Questionar-se pode ser o primeiro passo para tentar encontrar formas de modificar o consumo na moda, garante a consultora de moda sustentável Chiara Gadaleta. “No dia a dia, a gente pode contribuir para a moda sustentável sendo um consumidor curioso. É pesquisar, se perguntar antes de consumir, ser um consumidor consciente. Como aquela marca está olhando a sua comunidade e a sua cadeia de valor”, enfatiza.

Um exemplo criativo de enfrentamento das questões envolvendo a indústria têxtil é a marca cearense Santana Textiles que ampliou sua atuação nos negócios da moda lançando-se também como fornecedora de fios e tendo como foco a sustentabilidade com a linha Sustentare.
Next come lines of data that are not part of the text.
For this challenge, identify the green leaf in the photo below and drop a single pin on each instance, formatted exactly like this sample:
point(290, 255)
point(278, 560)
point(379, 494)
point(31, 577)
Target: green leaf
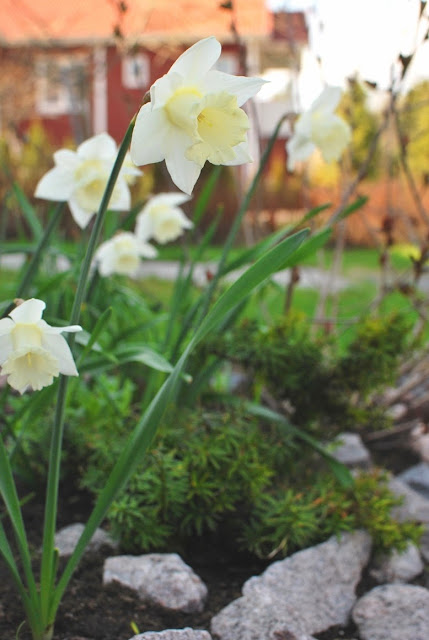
point(271, 262)
point(309, 247)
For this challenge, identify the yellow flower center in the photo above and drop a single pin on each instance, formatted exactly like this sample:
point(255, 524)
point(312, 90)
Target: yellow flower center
point(222, 125)
point(183, 107)
point(30, 366)
point(26, 336)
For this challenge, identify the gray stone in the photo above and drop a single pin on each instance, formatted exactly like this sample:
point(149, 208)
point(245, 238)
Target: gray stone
point(393, 612)
point(398, 567)
point(67, 538)
point(414, 506)
point(162, 579)
point(350, 450)
point(424, 544)
point(417, 477)
point(174, 634)
point(304, 594)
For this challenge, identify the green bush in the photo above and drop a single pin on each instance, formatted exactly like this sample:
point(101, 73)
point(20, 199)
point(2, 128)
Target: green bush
point(324, 389)
point(245, 484)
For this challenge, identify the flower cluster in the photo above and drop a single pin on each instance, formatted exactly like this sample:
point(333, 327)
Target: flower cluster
point(32, 353)
point(161, 219)
point(320, 128)
point(80, 178)
point(194, 115)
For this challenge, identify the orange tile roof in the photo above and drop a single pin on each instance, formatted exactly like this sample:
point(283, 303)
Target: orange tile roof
point(24, 21)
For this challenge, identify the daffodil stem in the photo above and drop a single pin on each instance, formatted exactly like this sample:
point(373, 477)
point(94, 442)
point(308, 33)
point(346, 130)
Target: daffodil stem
point(99, 220)
point(48, 561)
point(236, 223)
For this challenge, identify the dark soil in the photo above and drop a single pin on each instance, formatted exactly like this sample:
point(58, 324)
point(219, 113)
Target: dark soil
point(91, 611)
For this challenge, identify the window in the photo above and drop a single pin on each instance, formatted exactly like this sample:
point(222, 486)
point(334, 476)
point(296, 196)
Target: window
point(135, 71)
point(60, 85)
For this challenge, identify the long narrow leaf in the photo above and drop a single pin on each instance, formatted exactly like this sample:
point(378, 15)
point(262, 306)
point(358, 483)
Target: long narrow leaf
point(145, 429)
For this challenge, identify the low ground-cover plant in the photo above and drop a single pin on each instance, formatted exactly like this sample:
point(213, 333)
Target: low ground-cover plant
point(324, 387)
point(219, 474)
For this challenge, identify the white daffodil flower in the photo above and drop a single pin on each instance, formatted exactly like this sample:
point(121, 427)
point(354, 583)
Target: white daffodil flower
point(122, 254)
point(319, 127)
point(80, 178)
point(194, 115)
point(32, 352)
point(162, 219)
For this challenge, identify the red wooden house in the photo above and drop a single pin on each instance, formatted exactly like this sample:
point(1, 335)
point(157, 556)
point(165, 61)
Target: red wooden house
point(82, 67)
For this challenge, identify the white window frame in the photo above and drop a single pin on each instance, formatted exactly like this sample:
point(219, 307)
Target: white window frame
point(54, 96)
point(136, 71)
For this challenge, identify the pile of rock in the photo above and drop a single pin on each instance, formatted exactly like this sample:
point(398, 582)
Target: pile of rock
point(308, 593)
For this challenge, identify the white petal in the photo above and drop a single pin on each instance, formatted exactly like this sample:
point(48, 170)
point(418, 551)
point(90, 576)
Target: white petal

“Somos verticalizados, produzimos do fio ao tecido acabado. Nossa fortaleza sempre foi oferecer um produto justo e com qualidade”.

Raimundo Delfino, presidente da Santana Textiles

Composta por um amplo portfólio que se divide em mais de 67 tecidos diferentes, redução de até 85% de corante índigo no tingimento, economia em 50% de água durante o processo produtivo e diminuição de 66% na geração de carga orgânica no efluente.

“A linha em prol do meio ambiente é composta por nove artigos com composição, construção e gramatura diferentes, atendendo assim às diversas necessidades e demandas dos seus clientes, aliado ao compromisso em garantir a preservação do planeta com o alto padrão de qualidade nos tecidos”, explica Airam Pagliosa, Coordenadora de Produto e Marketing da Santana Textiles.

Outra resposta natural foi o movimento slow fashion (ou “moda devagar”), que preza pela utilização de materiais recicláveis e tecidos orgânicos em sua confecção, além de buscar transparência em suas relações de trabalho. Dessa forma, a moda se tornaria algo cíclico, e não finito, como é praticado nos dias atuais.

“O hábito do consumo desenfreado ocasionado pelas marcas fast fashion, com a ideia de que ‘quanto mais se tem, mais se precisa’, tem esbarrado, crescentemente, nas mobilizações de pessoas e projetos que acreditam em uma moda feita para durar, que tenha origem, história, produção e destinação expostas para o consumidor”, afirma Chiara Gadaleta.

No Ceará, novas marcas focadas nesse conceito vêm sendo criadas, e um estudo desenvolvido na Universidade Federal do Ceará (UFC) acaba de delinear o perfil dos consumidores desses produtos no Estado.

Para Cláudia Buhamra, a pandemia contribuiu para o avanço desse tipo de relação de consumo com a moda. “Constata-se uma crescente consciência individual ligada às premissas do slow fashion: qualidade além de quantidade, e consumo menor e melhor, tendência reforçada pela pandemia da covid-19, que legitimou a percepção do ‘menos é mais’”, analisa a professora.

Ela é uma das autoras do artigo “Slow Profile: Estudo das Orientações ao Consumo de Slow Fashion”, publicado na Revista Eletrônica de Negócios Internacionais Internext. O estudo identificou os perfis de consumidores de moda lenta no Ceará.

“O estudo desenvolvido na UFC contribui ao identificar os perfis de consumidores que mais valorizam o slow fashion, informações que podem ser utilizadas pelo mercado local para melhor direcionar a produção de suas peças e as suas campanhas de marketing”, finaliza.

Em 2021, a indústria da moda renovou o compromisso com ações para combater a mudança climática. O anúncio foi feito na Conferência das Nações Unidas sobre Mudança Climática, COP26, que visa ações para conter o aquecimento global.